Talk:Sufficient statistic

Page contents not supported in other languages.
From Wikipedia, the free encyclopedia

This is an old revision of this page, as edited by Jheald (talk | contribs) at 19:35, 16 October 2006 (Notation; and the difference between T and θ). The present address (URL) is a permanent link to this revision, which may differ significantly from the current revision.

hello every body

i want to discuss sufficent statistics here... any body has any good information and know the usage of sufficnet stats.. may discuss here... thanx

Do you have specific questions? Michael Hardy 19:53, 7 May 2005 (UTC)[reply]

Examples

The two examples have h(x)=1. It might be better if at least one of them did not. --Henrygb 17:43, 23 May 2006 (UTC)[reply]

I agree. An i.i.d. sample from a Poisson distribution would do it. I'll be back.... Michael Hardy 23:40, 23 May 2006 (UTC)[reply]

Confusing notation

The notation of the conditional probabilities in section Mathematical definition is confusing or confused. You'd expect that Pr(A|B,C) = Pr(A|C,B). So why is it the case that Pr(x|t,θ) = Pr(x|t), but not Pr(x|t,θ) = Pr(x|θ)? The non-standard notation Pr(X=x|T(X)=t,θ) is not explained. Is θ the parameter itself (a variable), or is this the value of the parameter? The example does not help. It suggests that the parameter is p. But, clearly, the the joint probability distribution (given as a density) depends on p, so if we take the "precise definition" literally, this is not a sufficient statistic. The gain in using the shorthand notation is completely nullified or worse by the lack of explanation.  --LambiamTalk 21:47, 13 October 2006 (UTC)[reply]

I've reverted the cut material, because IMO the derivation that was cut makes it much clearer where the factorisation criterion comes from.
While some may frown on it, it's not exactly unusual for lower case letters to be used for random variables, with starred variables (eg θ*) being used to indicate a variable that is being held to some 'special' value.

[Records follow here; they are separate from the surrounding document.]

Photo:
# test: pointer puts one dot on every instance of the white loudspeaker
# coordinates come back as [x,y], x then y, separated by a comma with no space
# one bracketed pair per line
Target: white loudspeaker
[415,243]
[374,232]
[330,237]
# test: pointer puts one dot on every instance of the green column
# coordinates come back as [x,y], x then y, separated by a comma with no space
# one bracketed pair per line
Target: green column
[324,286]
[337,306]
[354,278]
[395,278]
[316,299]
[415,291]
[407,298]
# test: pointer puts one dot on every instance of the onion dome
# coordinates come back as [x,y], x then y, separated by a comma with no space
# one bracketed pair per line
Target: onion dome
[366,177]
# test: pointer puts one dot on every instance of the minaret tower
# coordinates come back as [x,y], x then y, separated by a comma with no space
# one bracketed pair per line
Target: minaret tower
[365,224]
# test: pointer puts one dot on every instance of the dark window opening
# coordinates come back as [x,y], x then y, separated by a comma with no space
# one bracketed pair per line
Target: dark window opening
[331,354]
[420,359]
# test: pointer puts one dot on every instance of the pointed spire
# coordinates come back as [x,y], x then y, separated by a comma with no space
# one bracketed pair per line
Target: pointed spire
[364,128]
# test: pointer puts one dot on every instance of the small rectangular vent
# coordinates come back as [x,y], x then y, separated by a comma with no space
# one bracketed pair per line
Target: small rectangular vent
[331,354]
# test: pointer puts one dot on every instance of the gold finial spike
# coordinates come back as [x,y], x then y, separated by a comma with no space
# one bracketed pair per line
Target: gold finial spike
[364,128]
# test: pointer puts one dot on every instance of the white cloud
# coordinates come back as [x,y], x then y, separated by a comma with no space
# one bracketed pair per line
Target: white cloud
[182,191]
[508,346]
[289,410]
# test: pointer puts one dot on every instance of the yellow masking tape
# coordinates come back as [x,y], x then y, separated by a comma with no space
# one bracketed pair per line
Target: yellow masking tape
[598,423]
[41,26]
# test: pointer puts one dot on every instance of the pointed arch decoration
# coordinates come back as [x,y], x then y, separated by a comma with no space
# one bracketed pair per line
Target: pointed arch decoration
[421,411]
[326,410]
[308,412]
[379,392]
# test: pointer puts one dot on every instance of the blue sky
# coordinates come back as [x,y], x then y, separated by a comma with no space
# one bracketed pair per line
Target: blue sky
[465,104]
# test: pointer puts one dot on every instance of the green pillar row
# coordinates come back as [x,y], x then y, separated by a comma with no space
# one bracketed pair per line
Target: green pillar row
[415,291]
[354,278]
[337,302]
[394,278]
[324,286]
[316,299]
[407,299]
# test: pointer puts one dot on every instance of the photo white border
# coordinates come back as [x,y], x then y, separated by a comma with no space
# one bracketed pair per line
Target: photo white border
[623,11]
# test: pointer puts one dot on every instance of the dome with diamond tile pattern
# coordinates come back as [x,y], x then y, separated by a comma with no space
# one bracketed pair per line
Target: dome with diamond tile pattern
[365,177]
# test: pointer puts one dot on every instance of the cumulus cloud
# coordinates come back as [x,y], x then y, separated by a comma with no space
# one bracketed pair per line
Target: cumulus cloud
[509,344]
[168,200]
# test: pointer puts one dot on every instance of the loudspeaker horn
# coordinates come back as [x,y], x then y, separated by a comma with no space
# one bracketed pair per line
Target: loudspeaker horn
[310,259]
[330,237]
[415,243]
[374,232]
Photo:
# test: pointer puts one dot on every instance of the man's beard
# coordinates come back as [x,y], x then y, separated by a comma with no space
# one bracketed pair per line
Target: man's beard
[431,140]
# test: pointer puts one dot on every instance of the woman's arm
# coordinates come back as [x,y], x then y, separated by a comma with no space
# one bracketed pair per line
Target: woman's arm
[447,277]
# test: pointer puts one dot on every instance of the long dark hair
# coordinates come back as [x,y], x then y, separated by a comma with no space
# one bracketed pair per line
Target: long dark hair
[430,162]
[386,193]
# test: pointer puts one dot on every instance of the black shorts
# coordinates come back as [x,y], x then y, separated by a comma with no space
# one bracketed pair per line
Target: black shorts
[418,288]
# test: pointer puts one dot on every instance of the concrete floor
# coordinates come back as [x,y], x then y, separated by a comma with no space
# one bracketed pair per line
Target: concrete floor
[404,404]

This is a not uncommon notation, and usefully succinct and readable; IMO it's no bad thing for WP readers to come across it from time to time. Jheald 13:43, 16 October 2006 (UTC)[reply]
Strictly speaking I suppose the use of the lower case letters implies that the (lower case) values of the (upper case) random variables are themselves being treated as variables; in practice I suspect the prevalance of lower case (and it is prevalent) may be as much because the lower case forms are easier on the eye and less out of the ordinary, and therefore make the equations quicker to read and easier to assimilate (not negligible advantages).
But it seems to me the real point for Lambiam is elsewhere. Pr(x|t,θ) is indeed completely equivalent to Pr(x|θ,t), because of the conventions of the notation. However Pr(x|t,θ) = Pr(x|t) does not reflect any such general necessity. It is true, for all values of x,t and θ, exclusively if and only if T is a sufficient statistic for θ. And "T is a sufficient statistic for θ" is different to saying "θ is a sufficient statistic for T": requiring Pr(x|t,θ) = Pr(x|t) is very different to requiring Pr(x|θ,t) = Pr(x|θ).
The difference is perhaps clearest in the Fisher decomposition, P(x|t,θ) = P(x|t).P(t|θ), which holds if T is a sufficient statistic. This tells us that t contains everything that x has to tell us about θ. But θ does not necessarily contain everything x has to tell us about t. Jheald 19:35, 16 October 2006 (UTC)[reply]